FDIC Deposit Insurance
What is the FDIC?
The Federal Deposit Insurance Corporation (FDIC) is an independent agency of the federal government. The FDIC was created in 1933 in response to the thousands of bank failures that occurred in the 1920s and early 1930s. Preserves and promotes public confidence in the U.S. financial system by insuring deposits in banks and thrift institutions for at least $250,000; by identifying, monitoring and addressing risks to the deposit insurance funds; and by limiting the effect on the economy and the financial system when a bank or thrift institution fails.
Being an FDIC member, we at Washington Business Bank help protect the funds of our depositors with FDIC Deposit Insurance. FDIC insurance is backed by the full faith and credit of the United States government. Since the FDIC was established in 1933, no depositor has lost a penny of FDIC-insured funds.

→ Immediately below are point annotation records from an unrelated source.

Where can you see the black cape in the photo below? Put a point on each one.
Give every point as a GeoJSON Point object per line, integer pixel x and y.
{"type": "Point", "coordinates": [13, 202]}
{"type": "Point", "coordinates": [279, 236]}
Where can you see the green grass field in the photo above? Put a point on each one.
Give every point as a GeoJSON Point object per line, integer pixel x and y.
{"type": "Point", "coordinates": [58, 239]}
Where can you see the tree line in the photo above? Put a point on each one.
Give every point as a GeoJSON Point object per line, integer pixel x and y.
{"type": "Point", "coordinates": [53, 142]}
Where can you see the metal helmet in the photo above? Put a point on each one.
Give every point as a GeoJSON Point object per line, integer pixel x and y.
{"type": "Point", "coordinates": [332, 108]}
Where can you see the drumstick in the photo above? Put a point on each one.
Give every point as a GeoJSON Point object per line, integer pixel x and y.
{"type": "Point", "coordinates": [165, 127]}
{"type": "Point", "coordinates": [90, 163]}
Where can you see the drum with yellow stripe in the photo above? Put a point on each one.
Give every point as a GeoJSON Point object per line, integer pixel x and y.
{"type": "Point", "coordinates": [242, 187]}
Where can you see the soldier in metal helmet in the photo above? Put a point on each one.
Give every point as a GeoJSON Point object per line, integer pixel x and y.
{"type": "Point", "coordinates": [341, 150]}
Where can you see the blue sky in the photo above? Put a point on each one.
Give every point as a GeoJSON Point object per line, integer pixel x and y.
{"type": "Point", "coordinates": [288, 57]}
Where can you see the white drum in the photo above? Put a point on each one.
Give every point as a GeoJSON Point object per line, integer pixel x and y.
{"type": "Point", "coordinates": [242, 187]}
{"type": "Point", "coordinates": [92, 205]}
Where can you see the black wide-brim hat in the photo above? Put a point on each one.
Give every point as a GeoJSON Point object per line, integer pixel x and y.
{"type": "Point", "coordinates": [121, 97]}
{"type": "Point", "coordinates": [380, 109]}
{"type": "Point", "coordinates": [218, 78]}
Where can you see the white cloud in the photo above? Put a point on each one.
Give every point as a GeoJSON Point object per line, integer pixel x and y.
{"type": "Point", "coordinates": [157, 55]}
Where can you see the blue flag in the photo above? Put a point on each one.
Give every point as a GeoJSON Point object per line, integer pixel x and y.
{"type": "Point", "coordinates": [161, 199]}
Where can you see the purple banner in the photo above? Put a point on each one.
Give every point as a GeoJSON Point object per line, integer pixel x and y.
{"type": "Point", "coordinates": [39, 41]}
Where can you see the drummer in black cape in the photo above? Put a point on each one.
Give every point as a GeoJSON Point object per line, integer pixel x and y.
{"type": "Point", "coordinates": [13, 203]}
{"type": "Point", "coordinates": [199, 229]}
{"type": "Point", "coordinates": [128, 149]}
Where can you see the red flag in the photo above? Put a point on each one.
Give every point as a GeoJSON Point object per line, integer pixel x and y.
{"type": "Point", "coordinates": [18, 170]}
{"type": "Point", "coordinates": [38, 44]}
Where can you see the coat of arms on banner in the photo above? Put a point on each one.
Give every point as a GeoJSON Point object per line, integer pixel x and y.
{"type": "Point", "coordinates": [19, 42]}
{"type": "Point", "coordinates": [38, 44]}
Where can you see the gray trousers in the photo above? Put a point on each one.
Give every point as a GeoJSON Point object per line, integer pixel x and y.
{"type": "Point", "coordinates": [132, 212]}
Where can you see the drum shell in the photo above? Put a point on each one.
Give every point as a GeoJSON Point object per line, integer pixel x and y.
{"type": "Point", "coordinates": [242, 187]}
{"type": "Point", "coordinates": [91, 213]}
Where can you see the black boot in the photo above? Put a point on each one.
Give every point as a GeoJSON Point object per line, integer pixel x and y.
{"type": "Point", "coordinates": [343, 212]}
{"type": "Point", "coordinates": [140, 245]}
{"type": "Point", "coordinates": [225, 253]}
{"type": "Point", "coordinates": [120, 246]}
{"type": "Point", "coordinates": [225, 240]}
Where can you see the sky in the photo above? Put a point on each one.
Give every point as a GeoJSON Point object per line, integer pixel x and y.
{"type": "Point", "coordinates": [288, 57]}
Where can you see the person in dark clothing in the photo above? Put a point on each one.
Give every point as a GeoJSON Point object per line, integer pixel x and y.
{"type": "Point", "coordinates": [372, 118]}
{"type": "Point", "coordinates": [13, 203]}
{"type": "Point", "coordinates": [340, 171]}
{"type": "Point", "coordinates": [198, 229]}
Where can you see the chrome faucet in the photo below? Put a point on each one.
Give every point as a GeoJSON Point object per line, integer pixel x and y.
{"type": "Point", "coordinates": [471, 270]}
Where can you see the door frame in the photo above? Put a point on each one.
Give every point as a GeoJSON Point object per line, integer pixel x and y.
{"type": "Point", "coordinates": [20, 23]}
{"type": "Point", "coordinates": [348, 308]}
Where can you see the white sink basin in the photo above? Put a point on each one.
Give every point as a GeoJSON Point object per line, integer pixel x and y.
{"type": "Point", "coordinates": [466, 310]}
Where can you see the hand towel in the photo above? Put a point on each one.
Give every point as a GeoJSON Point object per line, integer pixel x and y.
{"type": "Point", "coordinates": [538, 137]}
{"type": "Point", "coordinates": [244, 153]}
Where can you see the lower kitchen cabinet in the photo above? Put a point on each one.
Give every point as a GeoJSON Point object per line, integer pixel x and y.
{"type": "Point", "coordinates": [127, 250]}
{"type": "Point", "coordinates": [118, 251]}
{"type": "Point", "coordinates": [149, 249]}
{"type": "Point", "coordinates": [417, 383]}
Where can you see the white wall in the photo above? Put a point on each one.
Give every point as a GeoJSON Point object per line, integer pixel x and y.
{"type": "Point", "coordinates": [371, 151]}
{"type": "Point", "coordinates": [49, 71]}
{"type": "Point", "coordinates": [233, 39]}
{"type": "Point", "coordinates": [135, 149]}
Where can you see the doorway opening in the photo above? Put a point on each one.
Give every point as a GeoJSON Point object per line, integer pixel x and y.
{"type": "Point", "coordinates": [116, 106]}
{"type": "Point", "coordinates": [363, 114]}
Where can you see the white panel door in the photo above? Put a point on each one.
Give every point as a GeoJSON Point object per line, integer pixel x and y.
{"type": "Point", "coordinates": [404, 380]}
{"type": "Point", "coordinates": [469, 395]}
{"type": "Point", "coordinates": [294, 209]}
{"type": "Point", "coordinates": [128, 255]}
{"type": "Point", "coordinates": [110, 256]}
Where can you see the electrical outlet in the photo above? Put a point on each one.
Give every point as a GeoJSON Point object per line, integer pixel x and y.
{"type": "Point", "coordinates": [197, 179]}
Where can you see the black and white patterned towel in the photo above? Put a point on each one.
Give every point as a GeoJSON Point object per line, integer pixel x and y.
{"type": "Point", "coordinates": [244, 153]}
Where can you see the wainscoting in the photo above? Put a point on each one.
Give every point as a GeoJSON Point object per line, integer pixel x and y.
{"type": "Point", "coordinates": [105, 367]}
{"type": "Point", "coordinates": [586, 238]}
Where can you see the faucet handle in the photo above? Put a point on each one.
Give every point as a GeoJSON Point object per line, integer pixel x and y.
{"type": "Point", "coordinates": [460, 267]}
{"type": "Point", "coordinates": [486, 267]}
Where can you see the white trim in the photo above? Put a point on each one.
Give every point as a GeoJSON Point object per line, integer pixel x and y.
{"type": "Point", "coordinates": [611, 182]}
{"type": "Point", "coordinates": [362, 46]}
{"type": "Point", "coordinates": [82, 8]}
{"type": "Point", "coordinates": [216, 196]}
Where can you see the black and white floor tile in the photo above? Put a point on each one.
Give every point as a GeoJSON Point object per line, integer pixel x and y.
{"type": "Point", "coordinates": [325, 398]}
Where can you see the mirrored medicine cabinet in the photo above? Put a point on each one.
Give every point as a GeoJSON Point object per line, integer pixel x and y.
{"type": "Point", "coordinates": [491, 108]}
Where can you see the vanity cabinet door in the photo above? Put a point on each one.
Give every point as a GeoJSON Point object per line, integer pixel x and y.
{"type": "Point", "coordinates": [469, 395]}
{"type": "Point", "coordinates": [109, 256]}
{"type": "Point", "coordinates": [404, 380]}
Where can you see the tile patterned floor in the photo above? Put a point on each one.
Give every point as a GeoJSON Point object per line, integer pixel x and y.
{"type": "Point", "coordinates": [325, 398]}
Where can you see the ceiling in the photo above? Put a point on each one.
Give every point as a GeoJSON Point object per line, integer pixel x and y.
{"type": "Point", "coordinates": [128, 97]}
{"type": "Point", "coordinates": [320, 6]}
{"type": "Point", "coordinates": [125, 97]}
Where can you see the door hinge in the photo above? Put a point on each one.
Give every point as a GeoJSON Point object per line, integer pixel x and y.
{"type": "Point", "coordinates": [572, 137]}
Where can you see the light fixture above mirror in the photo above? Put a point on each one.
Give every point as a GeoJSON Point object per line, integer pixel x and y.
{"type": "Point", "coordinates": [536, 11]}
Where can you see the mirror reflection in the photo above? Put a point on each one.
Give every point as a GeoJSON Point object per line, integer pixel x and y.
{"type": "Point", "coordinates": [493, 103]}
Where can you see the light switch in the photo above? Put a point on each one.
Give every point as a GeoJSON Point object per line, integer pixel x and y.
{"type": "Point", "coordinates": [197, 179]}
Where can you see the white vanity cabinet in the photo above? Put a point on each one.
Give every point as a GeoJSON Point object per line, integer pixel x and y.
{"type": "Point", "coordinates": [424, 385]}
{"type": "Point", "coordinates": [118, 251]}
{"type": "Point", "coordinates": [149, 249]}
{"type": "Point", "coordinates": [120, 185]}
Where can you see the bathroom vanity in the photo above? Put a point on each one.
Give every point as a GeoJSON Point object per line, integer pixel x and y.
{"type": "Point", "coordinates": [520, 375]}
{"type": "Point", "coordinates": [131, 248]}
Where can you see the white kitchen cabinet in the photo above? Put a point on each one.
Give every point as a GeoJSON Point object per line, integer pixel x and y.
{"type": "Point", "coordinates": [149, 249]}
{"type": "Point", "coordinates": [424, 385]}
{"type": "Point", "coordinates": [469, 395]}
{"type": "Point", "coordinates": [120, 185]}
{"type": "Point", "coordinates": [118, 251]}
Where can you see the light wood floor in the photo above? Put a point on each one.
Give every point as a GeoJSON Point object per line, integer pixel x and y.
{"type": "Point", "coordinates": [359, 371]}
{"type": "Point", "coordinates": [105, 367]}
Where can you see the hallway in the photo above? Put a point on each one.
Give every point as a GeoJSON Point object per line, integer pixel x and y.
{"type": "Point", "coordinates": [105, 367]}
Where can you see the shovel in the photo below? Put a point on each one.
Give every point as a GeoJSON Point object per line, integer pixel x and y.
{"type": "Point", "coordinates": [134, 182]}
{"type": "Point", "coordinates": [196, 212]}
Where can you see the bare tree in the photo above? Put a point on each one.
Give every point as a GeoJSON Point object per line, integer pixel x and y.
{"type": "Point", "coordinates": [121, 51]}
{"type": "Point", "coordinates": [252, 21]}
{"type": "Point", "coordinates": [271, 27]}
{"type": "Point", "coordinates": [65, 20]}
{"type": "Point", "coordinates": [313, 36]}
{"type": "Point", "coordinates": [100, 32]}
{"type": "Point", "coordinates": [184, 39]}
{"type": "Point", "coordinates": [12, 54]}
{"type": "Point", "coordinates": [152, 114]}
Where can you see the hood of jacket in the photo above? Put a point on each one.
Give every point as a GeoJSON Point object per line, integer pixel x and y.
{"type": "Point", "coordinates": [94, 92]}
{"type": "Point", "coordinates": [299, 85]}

FDIC insurance covers all deposit accounts, including:
- Checking accounts
- Savings accounts
- Money market deposit accounts
- Certificates of deposit
- FDIC insurance does not cover other financial products and services that banks may
- Offers, such as stocks, bonds, mutual funds, life insurance policies, annuities or securities.
The standard insurance amount is up to $250,000 per depositor, per insured bank, for each account ownership category.